The underlying principles of our debt policy are that:

  • we will treat assisted people fairly and equitably
  • we will comply with our obligations under the Legal Aid Act 1978 (Vic) to obtain contributions from assisted people, and
  • we will avoid overstating the secured debt in our accounts.

Our debt policy covers how we deal with:

  • payments that are overdue
  • reviewing contributions secured over real property, and
  • reducing, waiving or removing contributions.

Overdue contribution payments

If an assisted person doesn’t pay their contribution on time, we may cancel their grant.

If an assisted person can’t keep up with the payment plan, they can call or write to us to discuss changing it.

If a contribution is overdue by 60 days, we will write to the assisted person to tell them:

  • how much is overdue
  • how to make the payment, and
  • how the contribution can be reduced if their financial circumstances have changed.

If the contribution remains overdue, we can refer the debt to a debt collector or start court proceedings to recover what has not been paid.

Effects of overdue payments on any additional grants

If an assisted person has an overdue contribution and wants another grant, we will still ask for that contribution to be paid.

If their financial position has changed, then we will reassess the amount owing.

Reviewing contributions secured over real property

A contribution secured over real property remains until the property is sold, or until the contribution has been paid.

Once a grant is over, we will send the assisted person a letter advising:

  • that there is a contribution secured over their property
  • how much is owing, and
  • to update us if their financial circumstances have changed.

The letter will include a financial statement that can be completed and sent back to us so that we can review the amount owing.

We will send a letter once a year.

When a financial statement is returned, or we are contacted with updated financial information, then we will decide whether:

  • the contribution amount should be changed
  • the caveat should be removed from the property, or
  • the contribution should be waived.

Reducing, waiving or changing contribution payments

Where an assisted person:

  • can’t keep up with their instalment plan, or
  • feel like the amount owing is too large, or
  • have altered financial circumstances,

they can write or call Grants and Quality Assurance and ask that the contribution is changed.

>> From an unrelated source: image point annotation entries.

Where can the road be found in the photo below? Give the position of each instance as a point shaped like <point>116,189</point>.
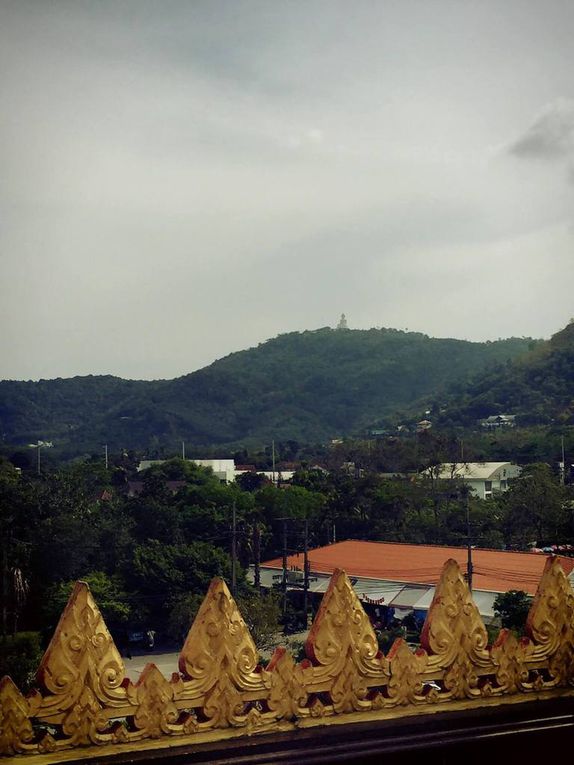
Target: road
<point>165,662</point>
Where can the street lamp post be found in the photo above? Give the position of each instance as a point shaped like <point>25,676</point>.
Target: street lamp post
<point>38,446</point>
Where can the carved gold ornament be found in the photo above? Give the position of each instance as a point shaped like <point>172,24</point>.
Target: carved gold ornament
<point>84,699</point>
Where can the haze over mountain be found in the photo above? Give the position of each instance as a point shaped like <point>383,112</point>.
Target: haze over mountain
<point>538,387</point>
<point>308,386</point>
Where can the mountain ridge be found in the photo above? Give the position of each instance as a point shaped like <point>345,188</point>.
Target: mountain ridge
<point>307,385</point>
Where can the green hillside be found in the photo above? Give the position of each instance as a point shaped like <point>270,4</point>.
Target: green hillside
<point>537,387</point>
<point>306,386</point>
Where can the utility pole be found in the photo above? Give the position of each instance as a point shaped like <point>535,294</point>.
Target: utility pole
<point>305,569</point>
<point>284,566</point>
<point>257,556</point>
<point>233,550</point>
<point>468,545</point>
<point>4,589</point>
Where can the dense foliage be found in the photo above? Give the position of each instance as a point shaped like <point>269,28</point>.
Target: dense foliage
<point>306,386</point>
<point>149,558</point>
<point>538,388</point>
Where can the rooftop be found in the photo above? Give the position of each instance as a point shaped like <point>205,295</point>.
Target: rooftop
<point>493,570</point>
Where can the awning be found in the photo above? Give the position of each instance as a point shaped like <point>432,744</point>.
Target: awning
<point>409,595</point>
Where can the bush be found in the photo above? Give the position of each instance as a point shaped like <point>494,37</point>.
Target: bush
<point>20,656</point>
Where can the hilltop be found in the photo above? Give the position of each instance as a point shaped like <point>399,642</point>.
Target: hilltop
<point>307,386</point>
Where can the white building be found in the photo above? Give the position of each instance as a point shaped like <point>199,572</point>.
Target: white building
<point>223,469</point>
<point>484,478</point>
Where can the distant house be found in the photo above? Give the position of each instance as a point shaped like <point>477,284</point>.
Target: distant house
<point>402,577</point>
<point>223,469</point>
<point>497,421</point>
<point>135,488</point>
<point>484,478</point>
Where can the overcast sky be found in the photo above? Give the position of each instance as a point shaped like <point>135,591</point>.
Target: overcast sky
<point>182,179</point>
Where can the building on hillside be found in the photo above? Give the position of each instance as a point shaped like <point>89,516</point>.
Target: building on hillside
<point>223,469</point>
<point>483,478</point>
<point>343,324</point>
<point>402,577</point>
<point>497,421</point>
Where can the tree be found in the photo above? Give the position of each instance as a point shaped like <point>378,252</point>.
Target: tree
<point>534,509</point>
<point>512,609</point>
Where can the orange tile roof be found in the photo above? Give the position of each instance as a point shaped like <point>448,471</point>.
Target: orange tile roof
<point>493,570</point>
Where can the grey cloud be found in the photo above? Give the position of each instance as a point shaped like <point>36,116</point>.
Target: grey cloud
<point>551,135</point>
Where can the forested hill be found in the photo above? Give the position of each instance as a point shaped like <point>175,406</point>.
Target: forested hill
<point>537,387</point>
<point>306,386</point>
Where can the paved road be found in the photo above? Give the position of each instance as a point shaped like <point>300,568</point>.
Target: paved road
<point>165,662</point>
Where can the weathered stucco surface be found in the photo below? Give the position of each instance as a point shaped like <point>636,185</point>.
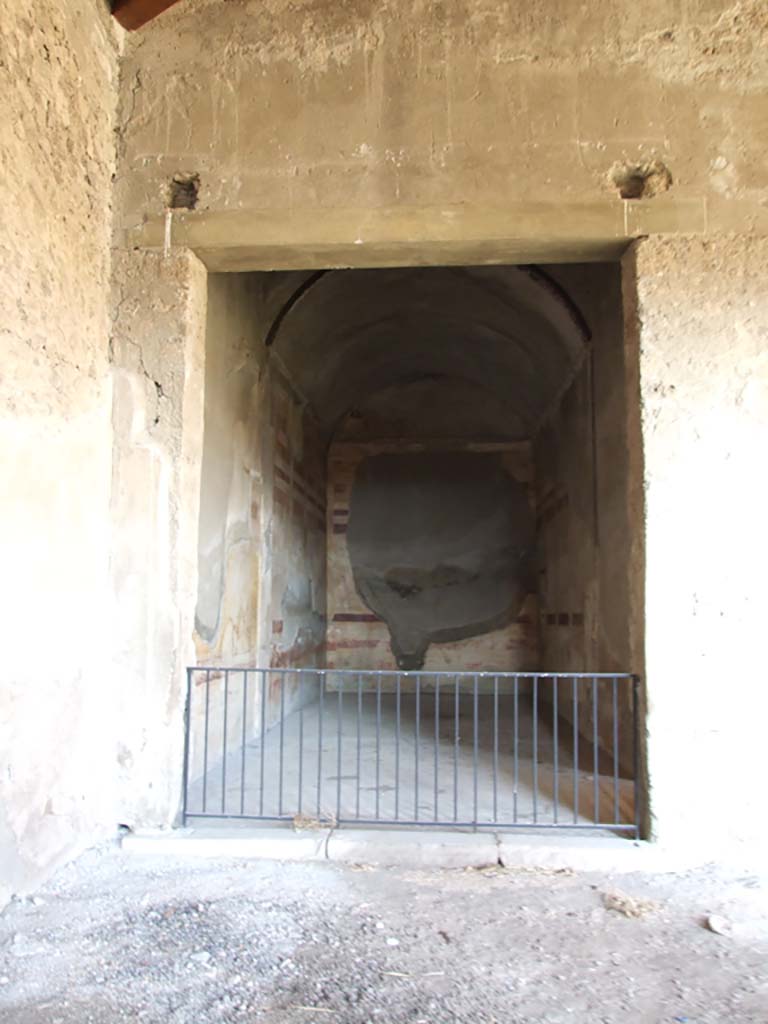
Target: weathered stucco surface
<point>414,127</point>
<point>57,80</point>
<point>158,355</point>
<point>697,314</point>
<point>583,467</point>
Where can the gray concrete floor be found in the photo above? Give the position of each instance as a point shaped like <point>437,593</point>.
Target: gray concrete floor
<point>352,761</point>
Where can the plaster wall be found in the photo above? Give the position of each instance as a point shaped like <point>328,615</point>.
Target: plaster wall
<point>696,317</point>
<point>58,84</point>
<point>261,543</point>
<point>587,517</point>
<point>158,354</point>
<point>492,127</point>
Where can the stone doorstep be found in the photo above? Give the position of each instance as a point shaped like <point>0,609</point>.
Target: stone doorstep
<point>390,848</point>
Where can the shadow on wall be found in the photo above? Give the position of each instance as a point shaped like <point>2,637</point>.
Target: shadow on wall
<point>441,546</point>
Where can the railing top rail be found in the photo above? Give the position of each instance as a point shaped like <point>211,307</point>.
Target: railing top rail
<point>413,673</point>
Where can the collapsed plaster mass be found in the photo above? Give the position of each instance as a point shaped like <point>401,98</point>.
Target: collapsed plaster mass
<point>440,545</point>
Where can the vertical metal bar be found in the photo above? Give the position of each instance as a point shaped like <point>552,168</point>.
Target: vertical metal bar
<point>263,740</point>
<point>416,750</point>
<point>595,755</point>
<point>243,742</point>
<point>614,714</point>
<point>636,752</point>
<point>436,737</point>
<point>359,717</point>
<point>457,715</point>
<point>320,743</point>
<point>282,739</point>
<point>475,745</point>
<point>536,749</point>
<point>496,748</point>
<point>205,739</point>
<point>223,744</point>
<point>515,756</point>
<point>555,740</point>
<point>339,711</point>
<point>187,726</point>
<point>301,757</point>
<point>397,749</point>
<point>378,741</point>
<point>574,694</point>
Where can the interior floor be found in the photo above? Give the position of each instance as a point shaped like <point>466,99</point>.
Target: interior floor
<point>356,760</point>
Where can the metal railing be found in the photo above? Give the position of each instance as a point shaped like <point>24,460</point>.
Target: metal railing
<point>462,750</point>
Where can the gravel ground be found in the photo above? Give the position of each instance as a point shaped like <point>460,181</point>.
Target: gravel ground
<point>182,941</point>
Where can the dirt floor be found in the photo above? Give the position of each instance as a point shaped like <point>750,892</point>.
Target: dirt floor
<point>119,938</point>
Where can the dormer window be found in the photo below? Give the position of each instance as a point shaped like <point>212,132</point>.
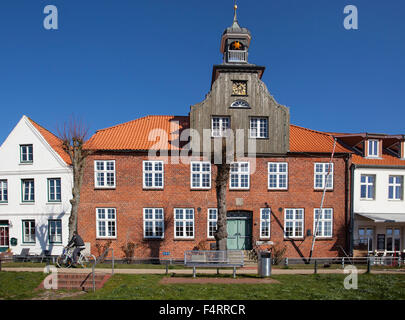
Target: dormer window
<point>373,147</point>
<point>240,104</point>
<point>26,153</point>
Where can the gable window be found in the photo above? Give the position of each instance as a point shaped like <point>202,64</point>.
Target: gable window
<point>320,174</point>
<point>278,175</point>
<point>104,173</point>
<point>212,222</point>
<point>240,175</point>
<point>184,223</point>
<point>324,220</point>
<point>220,126</point>
<point>55,231</point>
<point>3,191</point>
<point>26,153</point>
<point>153,174</point>
<point>372,148</point>
<point>259,128</point>
<point>293,223</point>
<point>28,190</point>
<point>395,187</point>
<point>153,223</point>
<point>265,223</point>
<point>393,239</point>
<point>106,223</point>
<point>28,231</point>
<point>54,190</point>
<point>200,175</point>
<point>367,187</point>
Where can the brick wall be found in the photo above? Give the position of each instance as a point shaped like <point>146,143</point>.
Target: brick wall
<point>129,199</point>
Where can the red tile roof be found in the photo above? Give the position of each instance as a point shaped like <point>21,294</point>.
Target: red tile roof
<point>157,132</point>
<point>53,141</point>
<point>307,140</point>
<point>134,135</point>
<point>386,160</point>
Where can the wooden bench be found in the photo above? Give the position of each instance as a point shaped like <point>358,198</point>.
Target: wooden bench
<point>214,259</point>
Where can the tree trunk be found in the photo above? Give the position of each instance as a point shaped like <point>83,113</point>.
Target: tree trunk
<point>221,235</point>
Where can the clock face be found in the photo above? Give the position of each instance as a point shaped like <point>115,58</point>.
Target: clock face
<point>239,88</point>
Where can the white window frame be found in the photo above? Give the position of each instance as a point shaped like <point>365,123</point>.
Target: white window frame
<point>222,130</point>
<point>367,184</point>
<point>323,175</point>
<point>257,132</point>
<point>154,173</point>
<point>155,222</point>
<point>24,151</point>
<point>183,221</point>
<point>373,148</point>
<point>3,191</point>
<point>295,223</point>
<point>265,222</point>
<point>55,190</point>
<point>31,231</point>
<point>200,173</point>
<point>278,175</point>
<point>106,220</point>
<point>211,221</point>
<point>322,222</point>
<point>104,172</point>
<point>56,236</point>
<point>31,190</point>
<point>239,175</point>
<point>393,186</point>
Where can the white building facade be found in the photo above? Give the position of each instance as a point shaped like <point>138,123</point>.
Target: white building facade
<point>35,188</point>
<point>377,192</point>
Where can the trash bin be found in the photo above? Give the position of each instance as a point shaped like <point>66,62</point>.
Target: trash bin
<point>264,264</point>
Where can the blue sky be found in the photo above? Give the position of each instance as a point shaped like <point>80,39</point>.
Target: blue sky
<point>113,61</point>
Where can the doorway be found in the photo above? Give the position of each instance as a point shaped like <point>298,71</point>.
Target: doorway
<point>239,227</point>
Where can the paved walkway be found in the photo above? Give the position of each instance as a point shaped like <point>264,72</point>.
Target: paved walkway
<point>205,271</point>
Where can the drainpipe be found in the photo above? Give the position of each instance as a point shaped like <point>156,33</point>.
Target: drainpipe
<point>351,228</point>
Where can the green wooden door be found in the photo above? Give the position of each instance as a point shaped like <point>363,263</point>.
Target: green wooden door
<point>239,234</point>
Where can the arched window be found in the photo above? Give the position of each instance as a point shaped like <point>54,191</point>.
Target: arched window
<point>240,104</point>
<point>237,45</point>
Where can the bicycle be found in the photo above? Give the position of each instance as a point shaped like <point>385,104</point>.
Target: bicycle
<point>65,260</point>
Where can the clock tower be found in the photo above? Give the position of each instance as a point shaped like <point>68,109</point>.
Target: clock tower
<point>235,43</point>
<point>239,100</point>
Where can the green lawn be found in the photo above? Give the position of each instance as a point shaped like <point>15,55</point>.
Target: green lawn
<point>19,285</point>
<point>299,287</point>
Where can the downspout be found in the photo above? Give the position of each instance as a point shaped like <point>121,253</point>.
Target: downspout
<point>351,228</point>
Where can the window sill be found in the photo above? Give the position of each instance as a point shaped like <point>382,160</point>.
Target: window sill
<point>294,239</point>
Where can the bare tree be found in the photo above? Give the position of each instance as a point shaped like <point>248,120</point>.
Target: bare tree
<point>221,185</point>
<point>73,136</point>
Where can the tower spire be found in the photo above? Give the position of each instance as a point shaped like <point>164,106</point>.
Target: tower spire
<point>235,17</point>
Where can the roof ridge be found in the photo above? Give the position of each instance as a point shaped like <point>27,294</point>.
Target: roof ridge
<point>312,130</point>
<point>42,127</point>
<point>134,120</point>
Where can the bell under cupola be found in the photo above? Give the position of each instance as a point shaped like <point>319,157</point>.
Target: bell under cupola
<point>235,42</point>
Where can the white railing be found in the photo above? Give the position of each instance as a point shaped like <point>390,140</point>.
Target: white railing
<point>237,56</point>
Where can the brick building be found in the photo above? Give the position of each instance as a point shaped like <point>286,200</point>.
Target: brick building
<point>137,188</point>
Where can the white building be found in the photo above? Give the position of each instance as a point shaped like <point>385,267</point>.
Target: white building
<point>378,205</point>
<point>35,189</point>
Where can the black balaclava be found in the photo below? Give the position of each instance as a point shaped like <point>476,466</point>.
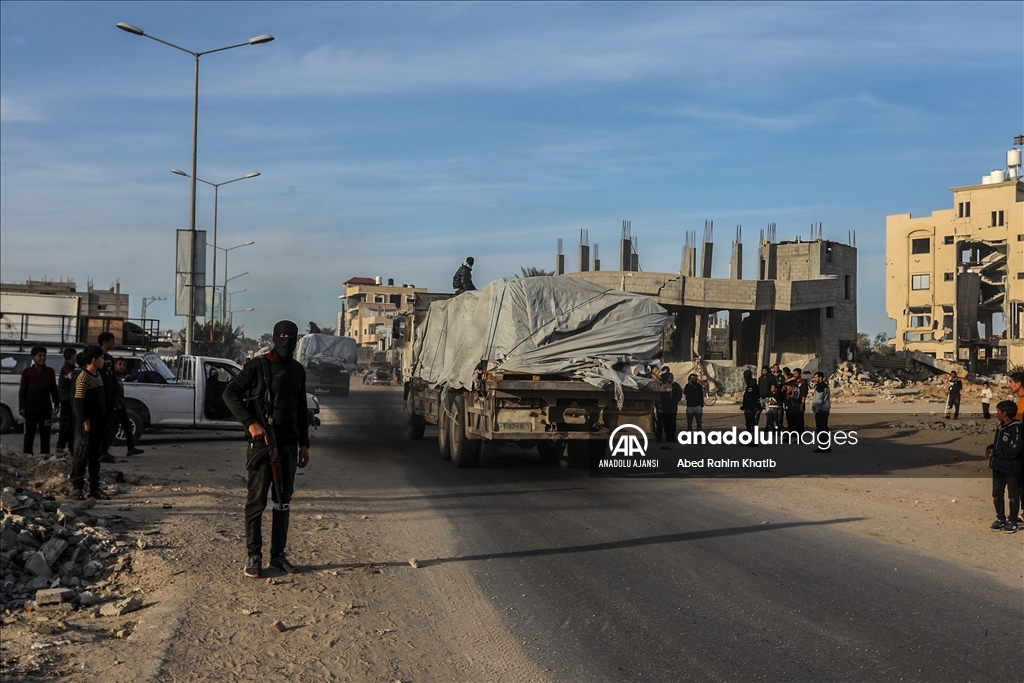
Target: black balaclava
<point>285,347</point>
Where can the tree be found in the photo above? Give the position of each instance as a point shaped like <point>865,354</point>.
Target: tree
<point>863,342</point>
<point>535,272</point>
<point>215,340</point>
<point>881,344</point>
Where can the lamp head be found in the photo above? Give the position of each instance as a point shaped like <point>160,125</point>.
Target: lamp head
<point>124,26</point>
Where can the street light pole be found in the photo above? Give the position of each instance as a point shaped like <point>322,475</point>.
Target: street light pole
<point>189,285</point>
<point>216,197</point>
<point>226,279</point>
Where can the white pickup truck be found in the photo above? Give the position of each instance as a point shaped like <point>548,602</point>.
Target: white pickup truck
<point>192,398</point>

We are more likely to alter the contribution if an assisted person is experiencing financial hardship.

What is financial hardship?

Financial hardship is when an assisted person can’t pay their contribution because they:

  • need their income, asset or settlement money for ongoing medical expenses for themselves or their family
  • are no longer receiving a Centrelink payment and do not have enough money to support themselves, or
  • have experienced a crisis that prevents them from making ongoing payments.

Note: This is not a complete list of situations that would be considered financial hardship.

How can the contribution be changed?

The contribution can be changed in the following ways:

  • The amount to be paid each month can be varied
  • The overall amount owing can be reduced
  • The payment plan can be paused, or
  • The overall amount can be waived so there is no more contribution owing.